Streaming response (SSE)

  • For each Copilot content chunk:
data: {"id":"cmp_<uuid>","object":"chat.completion.chunk","choices":[{"index":0,"delta":{"content":"<chunk>"}}]}
  • Terminate with:
data: [DONE]

Nonstreaming response

{
  "id": "cmpl_<uuid>",
  "object": "chat.completion",
  "choices": [
    { "index": 0, "message": { "role": "assistant", "content": "<full text>" }, "finish_reason": "stop" }
  ]
}

GET /v1/models

{
  "data": [
    { "id": "gpt-4o-copilot", "object": "model", "owned_by": "vscode-bridge" }
  ]
}

GET /healthz

{ "ok": true, "copilot": "ok", "version": "<vscode.version>" }

Error envelope (OpenAIstyle)

{ "error": { "message": "Copilot unavailable", "type": "server_error", "code": "copilot_unavailable" } }

Extension Design

package.json (relevant)

  • activationEvents: onStartupFinished (and commands).
  • contributes.commands: bridge.enable, bridge.disable, bridge.status.
  • contributes.configuration (under bridge.*):
    • enabled (bool; default false)
    • host (string; default "127.0.0.1")
    • port (int; default 0 = random ephemeral)
    • token (string; optional bearer; empty means no auth, still loopback only)
    • historyWindow (int; default 3)

Lifecycle

  • On activate:
    1. Check bridge.enabled; if false, return.
    2. Attempt vscode.chat.requestChatAccess('copilot'); cache access if granted.
    3. Start HTTP server bound to loopback.
    4. Status bar item: Copilot Bridge: OK/Unavailable @ <host>:<port>.
  • On deactivate/disable: close server, dispose listeners.

Copilot Hook

const access = await vscode.chat.requestChatAccess('copilot');   // per enable or per request
const session = await access.startSession();
const stream  = await session.sendRequest({ prompt, attachments: [] });
// stream.onDidProduceContent(text => ...)
// stream.onDidEnd(() => ...)

Implementation Notes

  • HTTP server: Node http or a tiny express router.
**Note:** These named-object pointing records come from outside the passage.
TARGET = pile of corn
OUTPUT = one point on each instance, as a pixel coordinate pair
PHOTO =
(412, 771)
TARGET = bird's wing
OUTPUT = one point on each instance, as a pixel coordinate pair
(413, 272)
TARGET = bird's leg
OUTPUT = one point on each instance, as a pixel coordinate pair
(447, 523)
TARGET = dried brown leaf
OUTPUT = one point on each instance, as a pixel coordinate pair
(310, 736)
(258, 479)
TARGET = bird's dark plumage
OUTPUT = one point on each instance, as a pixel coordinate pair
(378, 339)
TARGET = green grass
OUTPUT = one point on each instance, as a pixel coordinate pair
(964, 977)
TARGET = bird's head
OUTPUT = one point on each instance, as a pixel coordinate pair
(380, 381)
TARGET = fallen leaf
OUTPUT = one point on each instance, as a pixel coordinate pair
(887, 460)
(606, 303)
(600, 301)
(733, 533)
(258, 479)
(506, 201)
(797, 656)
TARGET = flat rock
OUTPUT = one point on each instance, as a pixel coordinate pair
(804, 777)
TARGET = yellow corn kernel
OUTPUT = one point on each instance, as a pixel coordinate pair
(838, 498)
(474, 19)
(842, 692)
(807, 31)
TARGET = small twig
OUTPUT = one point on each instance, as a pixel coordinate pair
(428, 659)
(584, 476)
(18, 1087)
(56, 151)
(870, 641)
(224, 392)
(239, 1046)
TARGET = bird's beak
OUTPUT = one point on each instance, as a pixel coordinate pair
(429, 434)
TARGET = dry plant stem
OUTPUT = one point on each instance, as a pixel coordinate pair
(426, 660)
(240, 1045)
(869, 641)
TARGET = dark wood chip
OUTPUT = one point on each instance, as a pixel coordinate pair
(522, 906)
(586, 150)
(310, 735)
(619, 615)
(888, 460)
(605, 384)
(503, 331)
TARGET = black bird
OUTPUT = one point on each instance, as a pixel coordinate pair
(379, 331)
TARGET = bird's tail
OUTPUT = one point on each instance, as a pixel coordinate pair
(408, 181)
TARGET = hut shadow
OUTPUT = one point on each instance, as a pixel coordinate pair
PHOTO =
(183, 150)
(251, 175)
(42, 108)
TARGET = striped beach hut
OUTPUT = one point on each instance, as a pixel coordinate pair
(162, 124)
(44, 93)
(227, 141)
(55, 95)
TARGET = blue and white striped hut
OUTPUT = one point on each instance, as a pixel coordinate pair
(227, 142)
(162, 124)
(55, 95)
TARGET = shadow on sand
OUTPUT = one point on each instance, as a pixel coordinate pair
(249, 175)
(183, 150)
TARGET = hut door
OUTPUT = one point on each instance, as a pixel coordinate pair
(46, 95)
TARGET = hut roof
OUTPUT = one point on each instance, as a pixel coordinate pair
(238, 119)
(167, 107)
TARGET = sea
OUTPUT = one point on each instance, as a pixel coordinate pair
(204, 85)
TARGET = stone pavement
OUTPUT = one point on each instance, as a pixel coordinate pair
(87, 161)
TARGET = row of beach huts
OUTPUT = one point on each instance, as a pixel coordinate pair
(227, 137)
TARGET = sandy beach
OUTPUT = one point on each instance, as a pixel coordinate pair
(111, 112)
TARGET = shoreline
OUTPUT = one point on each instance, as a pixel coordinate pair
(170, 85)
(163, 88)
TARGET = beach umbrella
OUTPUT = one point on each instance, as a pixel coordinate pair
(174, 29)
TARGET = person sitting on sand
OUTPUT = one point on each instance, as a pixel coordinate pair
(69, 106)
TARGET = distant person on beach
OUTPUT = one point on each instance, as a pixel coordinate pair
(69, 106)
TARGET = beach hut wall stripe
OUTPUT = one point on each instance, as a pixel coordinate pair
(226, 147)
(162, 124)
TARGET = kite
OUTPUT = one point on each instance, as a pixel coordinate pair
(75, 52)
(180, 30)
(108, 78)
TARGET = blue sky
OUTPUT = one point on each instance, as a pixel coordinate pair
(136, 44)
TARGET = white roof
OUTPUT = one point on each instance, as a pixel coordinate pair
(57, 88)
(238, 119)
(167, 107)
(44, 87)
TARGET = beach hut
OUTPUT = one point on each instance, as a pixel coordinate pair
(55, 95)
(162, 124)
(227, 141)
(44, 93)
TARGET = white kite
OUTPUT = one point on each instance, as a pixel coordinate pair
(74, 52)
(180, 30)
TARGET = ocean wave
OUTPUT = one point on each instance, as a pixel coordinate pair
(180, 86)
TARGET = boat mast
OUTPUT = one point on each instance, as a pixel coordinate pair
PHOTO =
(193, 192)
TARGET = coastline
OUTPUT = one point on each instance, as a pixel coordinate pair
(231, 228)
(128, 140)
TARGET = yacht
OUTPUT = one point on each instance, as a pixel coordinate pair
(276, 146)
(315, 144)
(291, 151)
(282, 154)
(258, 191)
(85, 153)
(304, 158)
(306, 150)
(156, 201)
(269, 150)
Keep it minimal to reduce dependencies.
  • Auth: optional Authorization: Bearer <token>; recommended for local automation. Reject mismatches with 401.
  • Backpressure: serialize requests or cap concurrency (configurable). If Copilot throttles, return 429 with Retry-After.
  • Message normalization:
    • Coerce content variants (string, arrays, objects with text) into plain strings.
    • Join multipart content with \n.
  • Streaming:
    • Set headers: Content-Type: text/event-stream, Cache-Control: no-cache, Connection: keep-alive.
    • Flush after each chunk; handle client disconnect by disposing stream subscriptions.
  • Nonstream: buffer chunks; return a single completion object.
  • Errors: 503 when Copilot access unavailable; 400 for invalid payloads; 500 for unexpected failures.
  • Logging: VS Code Output channel: start/stop, port, errors (no prompt bodies unless user enables verbose logging).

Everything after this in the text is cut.